Lorsque l’illogique absurde supplante le bon sens

Jusqu’à quand va-t-on continuer de s’accommoder de prestigiateurs professionnels qui nous gavent d’ illusions à effets soporifiques?
Le Gabon qui, depuis la mort programmée d’air Gabon, peine à mettre sur pied une compagnie aérienne digne de ce nom; se contentant de bricoler des alternatives de substitution genre fly-gabon, est sur le point de mettre sur pied un département aéronautique au cimfep de nkok que dirige Jean Fidel Koumba. C’est dans le cadre de ce projet hallucinant que le directeur général de l’Agence nationale de Formation et d’enseignement professionnels a été reçu le 05 mars dernier par les responsables du groupe alyzia à Paris dans le cadre d’un partenariat.


Selon les initiateurs,


Le projet vise l’ assistance dans la formation aéronautique.


Il entend aussi développer des programmes de formation adaptés aux besoins du secteur aéronautique national et international et faciliter l’ insertion professionnelle des diplômés dans le secteur aéronautique. Il est également question de la contribution à la création d’emplois et au développement économique du Gabon.


Le cimfep de nkok, selon eux, deviendra ainsi un centre d’excellence en formation aéronautique en Afrique centrale.
Faut-il en rire?


Les différentes offres de formations de tous les centres de formation professionnelle installés au Gabon sont en totale déphasage avec les besoins du marché de l’ emploi. Les profils ne cadrent pas avec la réalité du terrain. Certains chefs d’ entreprises, pour combler les lacunes, sont obligés de donner une formation de rattrapage aux stagiaires sortis de ces centres de formation.
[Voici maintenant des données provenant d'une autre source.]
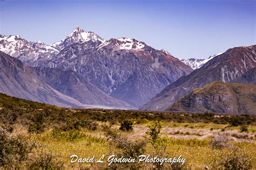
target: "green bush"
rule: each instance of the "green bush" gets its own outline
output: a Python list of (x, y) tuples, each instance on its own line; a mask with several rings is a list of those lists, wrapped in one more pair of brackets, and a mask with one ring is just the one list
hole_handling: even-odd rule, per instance
[(119, 129), (122, 131), (130, 131), (133, 130), (132, 128), (132, 122), (130, 121), (124, 121), (121, 123), (121, 126)]
[(41, 133), (44, 131), (44, 130), (42, 125), (34, 123), (29, 126), (28, 131), (30, 133)]
[(63, 131), (61, 129), (55, 129), (51, 132), (51, 136), (58, 140), (65, 140), (70, 141), (76, 141), (83, 139), (85, 136), (80, 130), (72, 129)]
[(214, 162), (213, 169), (252, 169), (252, 158), (238, 148), (234, 147), (230, 152), (218, 156), (220, 160)]
[(147, 132), (150, 138), (153, 143), (158, 141), (160, 138), (160, 131), (162, 129), (162, 125), (158, 121), (156, 121), (153, 125), (149, 126), (150, 130)]
[(240, 128), (240, 130), (241, 132), (247, 132), (248, 131), (247, 126), (246, 125), (241, 125)]
[(60, 169), (63, 164), (45, 151), (39, 155), (34, 152), (43, 148), (22, 136), (11, 135), (5, 126), (0, 126), (0, 167), (6, 169)]

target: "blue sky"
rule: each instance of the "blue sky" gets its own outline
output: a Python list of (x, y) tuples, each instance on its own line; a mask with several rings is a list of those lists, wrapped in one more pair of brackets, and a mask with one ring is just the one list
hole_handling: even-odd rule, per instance
[(206, 58), (256, 44), (256, 1), (0, 0), (0, 34), (50, 44), (77, 26), (173, 56)]

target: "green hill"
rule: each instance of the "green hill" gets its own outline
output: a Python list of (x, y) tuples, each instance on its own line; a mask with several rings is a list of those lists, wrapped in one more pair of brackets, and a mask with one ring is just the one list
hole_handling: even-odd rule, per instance
[(214, 82), (194, 89), (167, 110), (256, 115), (256, 86)]

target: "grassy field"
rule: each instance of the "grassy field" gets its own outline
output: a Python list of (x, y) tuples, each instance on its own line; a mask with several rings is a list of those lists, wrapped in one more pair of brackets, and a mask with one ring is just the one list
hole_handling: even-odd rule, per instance
[[(67, 109), (1, 97), (0, 166), (4, 169), (256, 169), (254, 116)], [(71, 163), (74, 154), (94, 155), (95, 161)], [(132, 158), (181, 155), (185, 162), (108, 165), (113, 154)], [(103, 155), (104, 162), (96, 163)]]

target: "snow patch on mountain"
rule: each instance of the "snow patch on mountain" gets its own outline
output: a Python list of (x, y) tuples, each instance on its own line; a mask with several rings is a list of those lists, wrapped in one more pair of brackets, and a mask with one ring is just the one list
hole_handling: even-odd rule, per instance
[(207, 62), (208, 61), (211, 60), (216, 56), (219, 55), (222, 53), (218, 53), (214, 55), (210, 56), (208, 59), (189, 59), (187, 60), (184, 59), (179, 59), (179, 60), (188, 66), (190, 66), (190, 67), (193, 69), (198, 69), (203, 66), (205, 63)]
[(118, 38), (117, 43), (117, 47), (122, 49), (143, 50), (145, 47), (145, 43), (132, 38)]
[(23, 61), (35, 61), (44, 54), (50, 55), (59, 52), (40, 41), (30, 42), (19, 36), (4, 35), (0, 35), (0, 51), (14, 57), (19, 56), (18, 59)]
[(66, 45), (72, 44), (75, 42), (86, 42), (90, 40), (93, 41), (99, 41), (102, 42), (106, 41), (94, 32), (85, 31), (78, 26), (65, 39), (52, 44), (50, 46), (61, 50), (63, 49)]

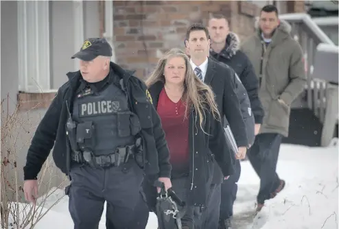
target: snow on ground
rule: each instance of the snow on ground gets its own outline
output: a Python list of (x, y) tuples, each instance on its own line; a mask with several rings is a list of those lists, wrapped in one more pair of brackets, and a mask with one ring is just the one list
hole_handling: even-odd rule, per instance
[[(265, 203), (256, 217), (254, 210), (259, 180), (249, 162), (242, 162), (242, 176), (234, 206), (235, 228), (338, 228), (338, 146), (311, 148), (283, 144), (277, 171), (280, 178), (285, 180), (286, 186), (275, 198)], [(56, 192), (45, 207), (49, 207), (62, 195), (62, 190)], [(105, 212), (104, 209), (100, 229), (106, 228)], [(151, 213), (146, 229), (156, 229), (157, 224), (156, 217)], [(34, 228), (73, 227), (65, 196)]]
[(338, 146), (283, 144), (277, 173), (286, 181), (286, 186), (275, 198), (265, 202), (255, 217), (259, 180), (249, 162), (242, 162), (234, 206), (235, 228), (338, 228)]

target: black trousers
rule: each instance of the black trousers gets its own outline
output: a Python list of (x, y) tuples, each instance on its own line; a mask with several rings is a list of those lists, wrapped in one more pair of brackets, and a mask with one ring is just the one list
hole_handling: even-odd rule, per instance
[(229, 179), (225, 180), (221, 184), (221, 204), (219, 216), (220, 219), (224, 220), (233, 215), (233, 204), (237, 192), (237, 183), (240, 178), (242, 171), (239, 160), (236, 160), (235, 169), (235, 173), (230, 176)]
[(201, 213), (198, 214), (198, 212), (194, 212), (195, 229), (218, 229), (221, 202), (221, 184), (211, 185), (207, 202), (207, 207), (202, 208)]
[(258, 134), (247, 154), (253, 169), (260, 178), (260, 189), (257, 196), (258, 204), (264, 204), (265, 200), (270, 199), (270, 193), (280, 184), (276, 170), (282, 138), (279, 134)]
[(143, 173), (134, 160), (106, 169), (75, 165), (70, 176), (67, 194), (74, 229), (97, 229), (105, 201), (106, 228), (145, 228), (149, 212), (141, 188)]

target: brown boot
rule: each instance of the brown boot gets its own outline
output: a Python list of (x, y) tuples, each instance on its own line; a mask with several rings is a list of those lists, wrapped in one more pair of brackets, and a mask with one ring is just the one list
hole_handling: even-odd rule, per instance
[(261, 208), (264, 207), (264, 204), (257, 204), (257, 209), (255, 209), (255, 213), (257, 214), (260, 210), (261, 210)]
[(283, 189), (283, 188), (285, 188), (285, 180), (280, 180), (280, 184), (279, 184), (279, 186), (278, 186), (278, 187), (277, 188), (277, 189), (275, 189), (275, 191), (272, 193), (270, 193), (270, 197), (271, 198), (274, 198), (275, 197), (275, 196), (279, 193), (280, 193)]

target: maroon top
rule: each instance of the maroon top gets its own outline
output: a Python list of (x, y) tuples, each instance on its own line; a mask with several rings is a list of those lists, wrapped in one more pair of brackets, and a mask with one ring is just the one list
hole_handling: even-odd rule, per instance
[(170, 149), (172, 178), (187, 176), (189, 171), (189, 121), (185, 119), (185, 110), (181, 99), (174, 103), (165, 88), (161, 90), (156, 110)]

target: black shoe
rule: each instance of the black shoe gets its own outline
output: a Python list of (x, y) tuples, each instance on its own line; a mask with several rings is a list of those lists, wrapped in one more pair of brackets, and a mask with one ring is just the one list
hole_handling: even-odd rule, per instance
[(232, 218), (230, 217), (226, 219), (222, 219), (219, 221), (218, 229), (233, 229), (232, 226)]

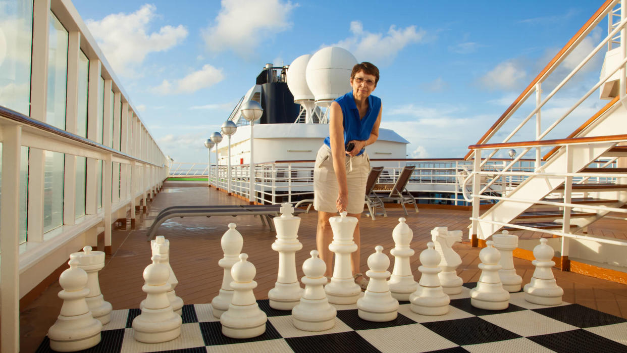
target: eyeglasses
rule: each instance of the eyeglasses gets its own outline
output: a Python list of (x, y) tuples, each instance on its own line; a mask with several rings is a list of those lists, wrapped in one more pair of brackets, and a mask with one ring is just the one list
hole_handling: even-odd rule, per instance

Indiquent des sources proches du dossier.


Au lieu de perfectionner l’ existant, on préfère projeter d’ouvrir un département des métiers de l’ aéronautique dont les étudiants qui en sortiront, diplômes en poche, vont grossir les rangs des chômeurs au Gabon qui, pour beaucoup, sortent des centres de formation professionnelle.


Que sont devenus les 116 étudiants Gabonais envoyés en formation à Ethiopia Airlines aviation academy dans les domaines du pilotage, membres d’équipage, contrôleurs aériens, dans l’ ingénierie aéronautique et en maintenance aéronautique?


La mise en place d’une véritable politique publique de formation tenant compte des besoins réels du marché de l’emploi, s’impose. L’ heure n’est plus au pilotage à vue, œuvre de quelques charlatans qui vendent du vent et c’est le contribuable gabonais qui en paye le prix.